Der Senat hat über eine kombinierte Anfechtungs- und Verpflichtungsklage zu entscheiden. Diese stellt sich als eine gegenüber dem erstinstanzlich protokollierten Anfechtungsantrag sachdienliche Klagänderung im Sinne des § 99 Abs. 1 SGG dar. Das SG hat lediglich über einen Anfechtungsantrag des Klägers entschieden, der sich gegen den Bescheid vom 14. Oktober 1999/Widerspruchsbescheid vom 11. Januar 2000 richtete. Das VA hatte den durch den bestandskräftigen Bescheid vom 14. November 1996 festgestellten GdB (ohne Verstoß gegen die aus § 24 SGB X folgende Anhörungspflicht) reduziert und damit in Rechte des Klägers eingegriffen. Grundlage der Entscheidung waren indes die Anträge vom 29. Oktober 1997 und 5. Mai 1998, mit denen der Kläger eine Neufeststellung seines Behindertenstatus beantragt hatte. Das SG selbst hat durch die Beweiserhebung den Behinderungsstatus des Klägers bis zur mündlichen Verhandlung ermittelt und sich in den Entscheidungsgründen damit auseinander gesetzt. Das ist auch Gegenstand des Berufungsvorbringens.

15

Prüfungsmaßstab ist § 48 Abs. 1 SGB X. Danach ist ein mit Dauerwirkung ausgestatteter Verwaltungsakt mit Wirkung für die Zukunft aufzuheben, soweit in den tatsächlichen oder rechtlichen Verhältnissen, die bei seinem Erlass vorgelegen haben, eine wesentliche Änderung eingetreten ist. Dass dies im Falle des Klägers zu bejahen ist, hat das SG unter Würdigung der von ihm erwähnten medizinischen Unterlagen zutreffend ausgeführt. Zur Vermeidung überflüssiger Wiederholungen nimmt der Senat hierauf Bezug.

16

Ergänzend ist hinzuzufügen: Der psychische Befund, den die Nervenärzte Dr. Q. in dem am 13. Dezember 1999 für das SG Osnabrück im Rentenrechtsstreit des Klägers erstatteten Untersuchungsgutachten erhoben haben, belegt, dass die vorrangige Beeinträchtigung des Klägers im psychischen Bereich besteht. Die inzwischen ausgeprägte angstneurotische Entwicklung mit ängstlicher Selbstbeobachtung, phobischem Vermeidungsverhalten und depressiver Komponente ist mit einem GdB von 30 bis 40 zu bewerten (AHP S. 60). Selbst wenn man aber für diese Beeinträchtigung den Wert von 40 zu Grunde legt, ergibt sich in der Gesamtbetrachtung ein höherer GdB als 40 nicht.
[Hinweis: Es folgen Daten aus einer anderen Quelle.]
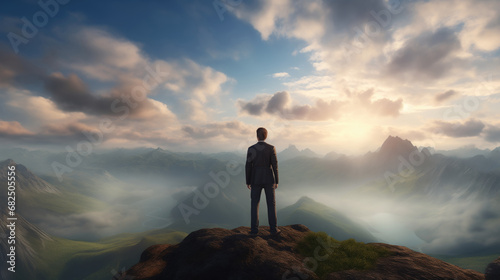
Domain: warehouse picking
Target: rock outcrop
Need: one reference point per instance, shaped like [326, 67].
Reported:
[234, 254]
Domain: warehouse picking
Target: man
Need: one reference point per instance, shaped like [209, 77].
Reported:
[261, 171]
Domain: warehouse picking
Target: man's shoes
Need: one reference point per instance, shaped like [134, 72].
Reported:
[276, 232]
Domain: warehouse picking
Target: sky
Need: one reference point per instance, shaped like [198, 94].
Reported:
[193, 75]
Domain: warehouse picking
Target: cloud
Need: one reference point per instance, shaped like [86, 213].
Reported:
[280, 104]
[71, 94]
[281, 75]
[13, 128]
[462, 228]
[188, 79]
[469, 128]
[440, 97]
[14, 70]
[229, 129]
[98, 53]
[382, 106]
[492, 133]
[429, 56]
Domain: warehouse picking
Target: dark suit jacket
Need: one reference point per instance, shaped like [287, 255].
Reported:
[261, 167]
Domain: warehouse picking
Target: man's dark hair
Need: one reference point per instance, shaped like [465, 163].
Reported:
[261, 133]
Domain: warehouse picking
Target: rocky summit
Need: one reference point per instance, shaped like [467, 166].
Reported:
[218, 253]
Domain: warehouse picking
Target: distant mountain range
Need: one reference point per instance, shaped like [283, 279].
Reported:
[438, 193]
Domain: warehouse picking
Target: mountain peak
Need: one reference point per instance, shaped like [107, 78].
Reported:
[217, 253]
[395, 146]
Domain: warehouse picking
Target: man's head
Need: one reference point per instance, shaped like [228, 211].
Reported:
[261, 133]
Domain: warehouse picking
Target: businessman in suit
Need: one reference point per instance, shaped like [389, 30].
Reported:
[261, 171]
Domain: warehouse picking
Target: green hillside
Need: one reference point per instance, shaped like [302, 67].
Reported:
[319, 217]
[69, 259]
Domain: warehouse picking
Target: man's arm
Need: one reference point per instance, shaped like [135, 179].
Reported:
[249, 166]
[274, 165]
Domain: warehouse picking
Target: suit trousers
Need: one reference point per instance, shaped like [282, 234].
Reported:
[271, 206]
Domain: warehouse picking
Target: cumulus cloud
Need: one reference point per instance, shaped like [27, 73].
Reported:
[14, 70]
[229, 129]
[492, 133]
[382, 106]
[280, 104]
[440, 97]
[13, 128]
[468, 128]
[428, 56]
[281, 75]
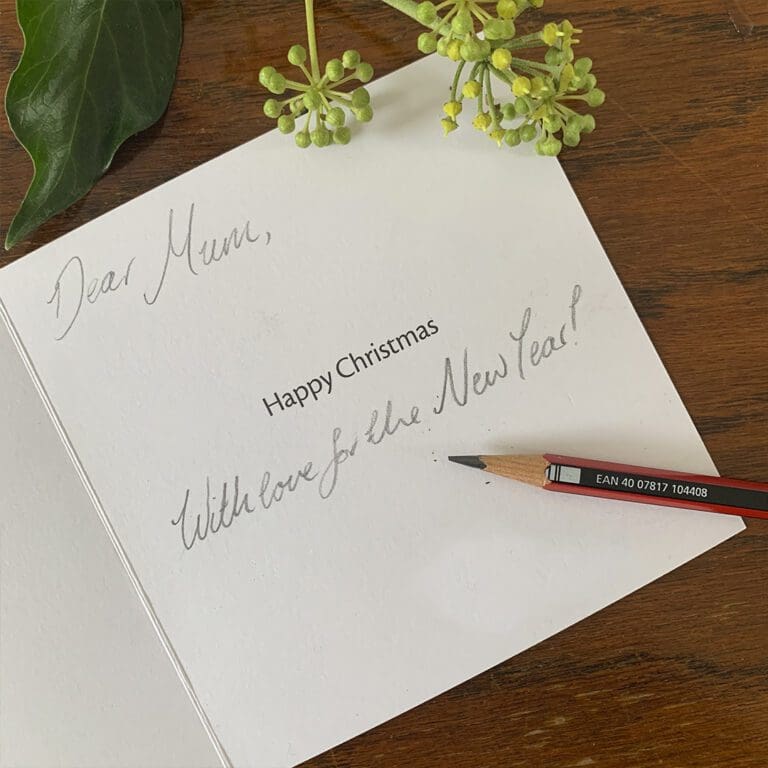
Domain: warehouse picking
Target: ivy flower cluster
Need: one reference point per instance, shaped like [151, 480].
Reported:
[516, 98]
[318, 105]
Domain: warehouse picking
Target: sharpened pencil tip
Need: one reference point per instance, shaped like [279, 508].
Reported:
[469, 461]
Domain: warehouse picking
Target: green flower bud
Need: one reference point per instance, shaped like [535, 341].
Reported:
[286, 124]
[512, 137]
[571, 136]
[336, 117]
[507, 9]
[312, 99]
[297, 54]
[276, 83]
[554, 57]
[448, 125]
[462, 23]
[426, 12]
[321, 137]
[426, 43]
[528, 132]
[521, 86]
[501, 58]
[550, 33]
[553, 123]
[363, 114]
[452, 108]
[272, 108]
[342, 135]
[350, 59]
[549, 147]
[541, 87]
[470, 50]
[595, 97]
[482, 121]
[334, 70]
[364, 72]
[508, 111]
[455, 49]
[471, 89]
[494, 29]
[497, 135]
[265, 75]
[360, 97]
[587, 123]
[582, 66]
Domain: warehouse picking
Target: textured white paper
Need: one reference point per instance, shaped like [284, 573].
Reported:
[387, 575]
[84, 683]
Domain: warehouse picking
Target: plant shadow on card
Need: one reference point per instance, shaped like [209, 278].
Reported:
[389, 115]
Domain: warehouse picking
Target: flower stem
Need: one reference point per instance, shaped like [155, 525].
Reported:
[312, 38]
[408, 7]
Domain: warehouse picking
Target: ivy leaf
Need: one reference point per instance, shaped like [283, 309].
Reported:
[93, 73]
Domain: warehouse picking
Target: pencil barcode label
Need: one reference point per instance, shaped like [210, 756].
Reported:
[561, 474]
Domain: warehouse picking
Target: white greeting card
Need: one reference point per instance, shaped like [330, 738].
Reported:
[259, 369]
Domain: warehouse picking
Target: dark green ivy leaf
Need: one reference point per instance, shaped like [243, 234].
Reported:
[93, 73]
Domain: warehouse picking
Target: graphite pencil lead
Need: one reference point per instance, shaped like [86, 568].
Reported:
[469, 461]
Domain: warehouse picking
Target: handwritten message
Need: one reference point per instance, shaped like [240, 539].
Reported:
[75, 290]
[215, 507]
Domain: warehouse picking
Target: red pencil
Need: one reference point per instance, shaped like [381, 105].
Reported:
[626, 482]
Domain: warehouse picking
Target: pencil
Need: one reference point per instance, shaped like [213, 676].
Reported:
[625, 482]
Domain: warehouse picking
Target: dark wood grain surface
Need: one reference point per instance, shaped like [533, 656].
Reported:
[674, 181]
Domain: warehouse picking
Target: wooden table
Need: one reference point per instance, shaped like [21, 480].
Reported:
[674, 181]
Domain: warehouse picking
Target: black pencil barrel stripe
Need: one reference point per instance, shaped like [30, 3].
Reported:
[678, 489]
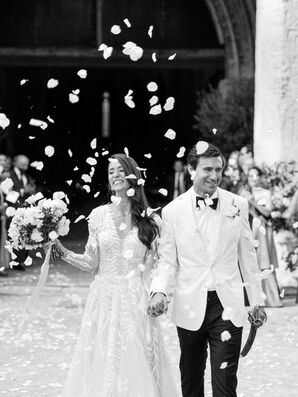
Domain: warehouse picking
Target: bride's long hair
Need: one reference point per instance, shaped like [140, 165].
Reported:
[147, 227]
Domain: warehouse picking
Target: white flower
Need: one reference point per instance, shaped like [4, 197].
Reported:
[115, 29]
[49, 151]
[152, 86]
[36, 236]
[170, 134]
[82, 73]
[52, 83]
[63, 226]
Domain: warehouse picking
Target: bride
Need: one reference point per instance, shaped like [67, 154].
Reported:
[120, 351]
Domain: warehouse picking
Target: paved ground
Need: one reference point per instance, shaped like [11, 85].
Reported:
[36, 364]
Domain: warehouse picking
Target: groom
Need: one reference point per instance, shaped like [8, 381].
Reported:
[205, 233]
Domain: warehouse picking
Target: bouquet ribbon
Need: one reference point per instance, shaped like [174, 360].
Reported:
[31, 302]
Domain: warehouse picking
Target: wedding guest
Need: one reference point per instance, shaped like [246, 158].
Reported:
[119, 350]
[260, 206]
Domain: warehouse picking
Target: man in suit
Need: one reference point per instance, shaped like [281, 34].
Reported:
[23, 187]
[204, 233]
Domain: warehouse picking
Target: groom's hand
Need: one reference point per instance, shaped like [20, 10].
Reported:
[158, 305]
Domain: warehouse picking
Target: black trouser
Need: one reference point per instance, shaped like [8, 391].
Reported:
[193, 346]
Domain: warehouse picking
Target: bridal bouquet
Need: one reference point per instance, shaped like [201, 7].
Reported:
[41, 222]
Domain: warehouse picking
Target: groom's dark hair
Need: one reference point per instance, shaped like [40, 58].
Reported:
[211, 151]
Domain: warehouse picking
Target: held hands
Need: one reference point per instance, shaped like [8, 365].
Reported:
[56, 251]
[257, 316]
[158, 305]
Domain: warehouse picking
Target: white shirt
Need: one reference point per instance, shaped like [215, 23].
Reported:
[207, 221]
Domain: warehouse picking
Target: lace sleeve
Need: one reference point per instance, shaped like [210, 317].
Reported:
[89, 260]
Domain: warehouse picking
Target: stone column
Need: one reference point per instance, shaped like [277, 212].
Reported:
[276, 79]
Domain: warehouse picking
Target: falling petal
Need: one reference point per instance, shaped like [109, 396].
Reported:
[91, 161]
[52, 83]
[37, 164]
[127, 23]
[79, 218]
[130, 192]
[116, 200]
[141, 181]
[170, 134]
[87, 188]
[115, 29]
[107, 52]
[201, 147]
[169, 105]
[93, 143]
[164, 192]
[86, 178]
[73, 98]
[155, 110]
[49, 118]
[153, 100]
[38, 123]
[171, 57]
[131, 176]
[82, 73]
[28, 261]
[136, 53]
[4, 121]
[102, 47]
[152, 86]
[150, 31]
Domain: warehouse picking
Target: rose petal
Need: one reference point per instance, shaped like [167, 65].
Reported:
[49, 151]
[115, 29]
[52, 83]
[82, 73]
[152, 86]
[127, 23]
[170, 134]
[155, 110]
[130, 192]
[201, 147]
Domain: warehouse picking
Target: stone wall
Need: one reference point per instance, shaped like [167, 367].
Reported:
[276, 79]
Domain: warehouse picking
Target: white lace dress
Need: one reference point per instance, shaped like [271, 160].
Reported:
[120, 351]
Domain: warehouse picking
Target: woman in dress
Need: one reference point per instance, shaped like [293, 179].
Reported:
[260, 207]
[120, 351]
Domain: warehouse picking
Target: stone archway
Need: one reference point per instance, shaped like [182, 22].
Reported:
[235, 25]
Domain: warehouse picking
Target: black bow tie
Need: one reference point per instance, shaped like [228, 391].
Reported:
[213, 206]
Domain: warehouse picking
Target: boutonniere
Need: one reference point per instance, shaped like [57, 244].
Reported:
[233, 211]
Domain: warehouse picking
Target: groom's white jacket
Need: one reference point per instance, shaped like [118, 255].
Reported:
[188, 263]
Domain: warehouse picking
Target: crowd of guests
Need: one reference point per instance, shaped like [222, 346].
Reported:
[23, 186]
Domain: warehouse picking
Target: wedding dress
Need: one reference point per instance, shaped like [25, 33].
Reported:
[120, 351]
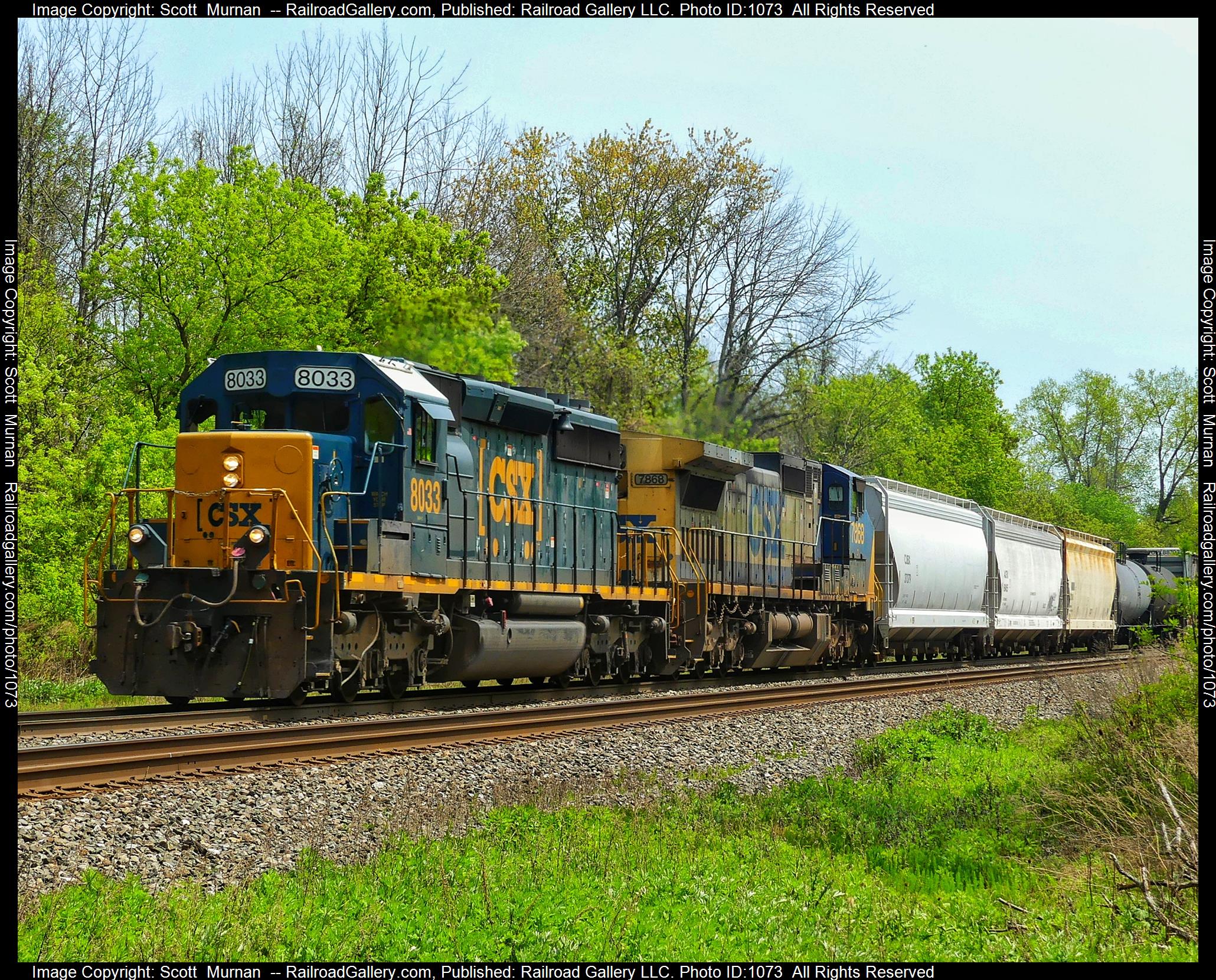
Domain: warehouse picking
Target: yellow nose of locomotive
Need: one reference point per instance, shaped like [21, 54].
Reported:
[244, 491]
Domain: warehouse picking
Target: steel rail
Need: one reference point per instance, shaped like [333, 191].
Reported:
[139, 718]
[104, 764]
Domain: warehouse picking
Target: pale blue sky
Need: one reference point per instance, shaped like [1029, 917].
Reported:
[1029, 185]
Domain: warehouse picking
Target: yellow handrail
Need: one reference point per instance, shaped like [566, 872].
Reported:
[111, 522]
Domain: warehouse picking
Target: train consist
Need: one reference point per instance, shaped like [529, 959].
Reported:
[345, 522]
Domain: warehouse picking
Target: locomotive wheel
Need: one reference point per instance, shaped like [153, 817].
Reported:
[346, 691]
[395, 684]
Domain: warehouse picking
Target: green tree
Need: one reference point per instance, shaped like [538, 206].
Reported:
[196, 268]
[1169, 404]
[1085, 431]
[969, 442]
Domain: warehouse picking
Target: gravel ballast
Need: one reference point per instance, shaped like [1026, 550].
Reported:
[225, 829]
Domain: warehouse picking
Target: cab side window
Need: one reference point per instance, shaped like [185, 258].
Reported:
[423, 437]
[380, 424]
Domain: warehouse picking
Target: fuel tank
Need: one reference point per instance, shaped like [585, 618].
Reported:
[491, 648]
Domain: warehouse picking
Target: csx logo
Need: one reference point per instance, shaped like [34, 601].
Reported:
[238, 515]
[512, 478]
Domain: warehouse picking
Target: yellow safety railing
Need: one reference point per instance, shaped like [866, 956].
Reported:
[96, 557]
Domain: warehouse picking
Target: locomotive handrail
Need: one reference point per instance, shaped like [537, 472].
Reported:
[798, 551]
[172, 494]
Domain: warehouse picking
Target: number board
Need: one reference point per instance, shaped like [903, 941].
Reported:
[325, 378]
[245, 378]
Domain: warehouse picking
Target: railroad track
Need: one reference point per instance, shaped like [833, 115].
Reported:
[97, 765]
[141, 718]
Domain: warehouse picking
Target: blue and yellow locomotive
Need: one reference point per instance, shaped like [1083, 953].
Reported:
[343, 522]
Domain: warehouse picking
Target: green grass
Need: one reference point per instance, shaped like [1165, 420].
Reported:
[54, 695]
[907, 859]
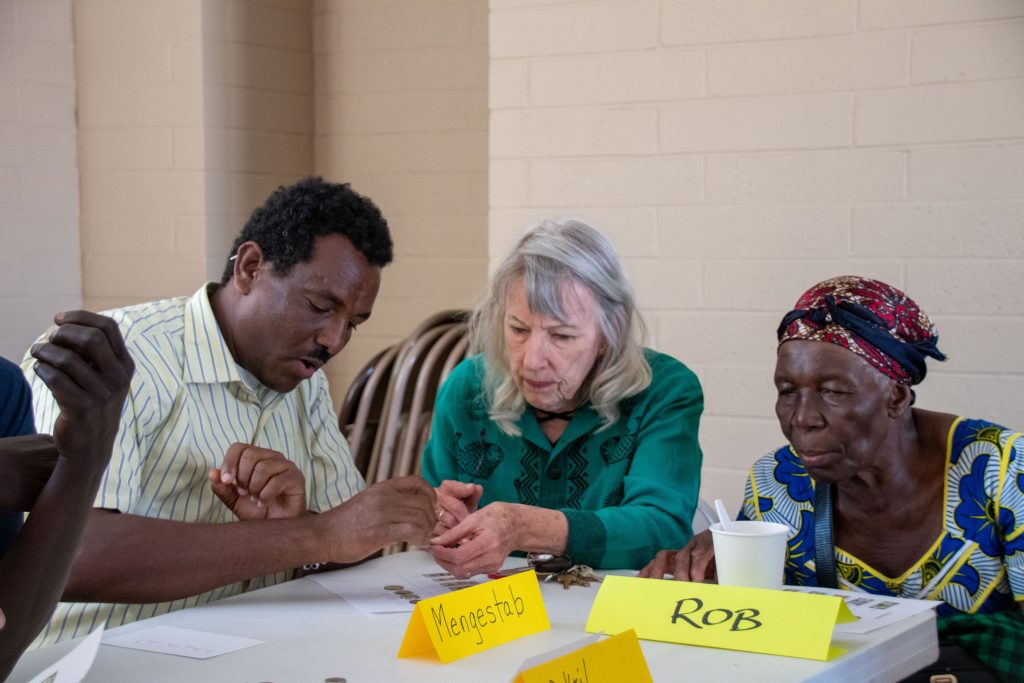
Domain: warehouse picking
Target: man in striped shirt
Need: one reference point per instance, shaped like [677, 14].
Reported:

Denn die rein körperlichen Beeinträchtigungen des Klägers sind angesichts der durch das Untersuchungsgutachten der Internistin und Kardiologin Frau Dr. O. vom 4. August 1999 im Rentenrechtsstreit belegten guten Einstellung des Blutdrucks unter Betablocker-Medikation, einer lediglich leichten restriktiven Lungenventilationsstörung und nur funktionellen Herzbeschwerden lediglich leichtgradiger Natur und können insgesamt zu einem Teilwert in Höhe von allenfalls 20 führen. Bei diesen leichtgradigen Befunden ist es jedoch nicht gerechtfertigt, auf eine wesentliche Zunahme des Ausmaßes der Behinderung zu schließen (vgl. AHP S. 35).

17

Zu Unrecht wendet sich der Kläger dagegen, dass das SG den GdB abweichend von der Sachverständigen festgestellt hat ... Den GdB festzusetzen ist nicht Aufgabe des Sachverständigen, sondern des Gerichts. Es handelt sich um eine Rechtsfrage. Der GdB ist nach in § 30 Abs. 1 Bundesversorgungsgesetz (BVG) enthaltenen Maßstäben zu bestimmen. Das bedeutet, dass alle körperlichen oder geistigen Beeinträchtigungen sowie seelischen Begleiterscheinungen und Schmerzen zu berücksichtigen sind. Im Rahmen einer freien, aus dem Gesamtergebnis des Verfahrens gewonnenen Überzeugung (§ 128 Abs. 1 Satz 1 SGG) hat das Gericht alle Umstände des Einzelfalles zu berücksichtigen und entsprechend § 287 Zivilprozessordnung (ZPO) mit ärztlicher Hilfe selbstständig zu bewerten. Liegen mehrere Funktionsbeeinträchtigungen vor, so ist das Vorliegen einer Behinderung als Gesamtzustand festzustellen (BSGE 81, 50; 82, 176).

18

Die Kostenentscheidung folgt aus § 193 SGG.

19

Ein gesetzlicher Grund, die Revision zuzulassen, besteht nicht, § 160 Abs. 2 SGG.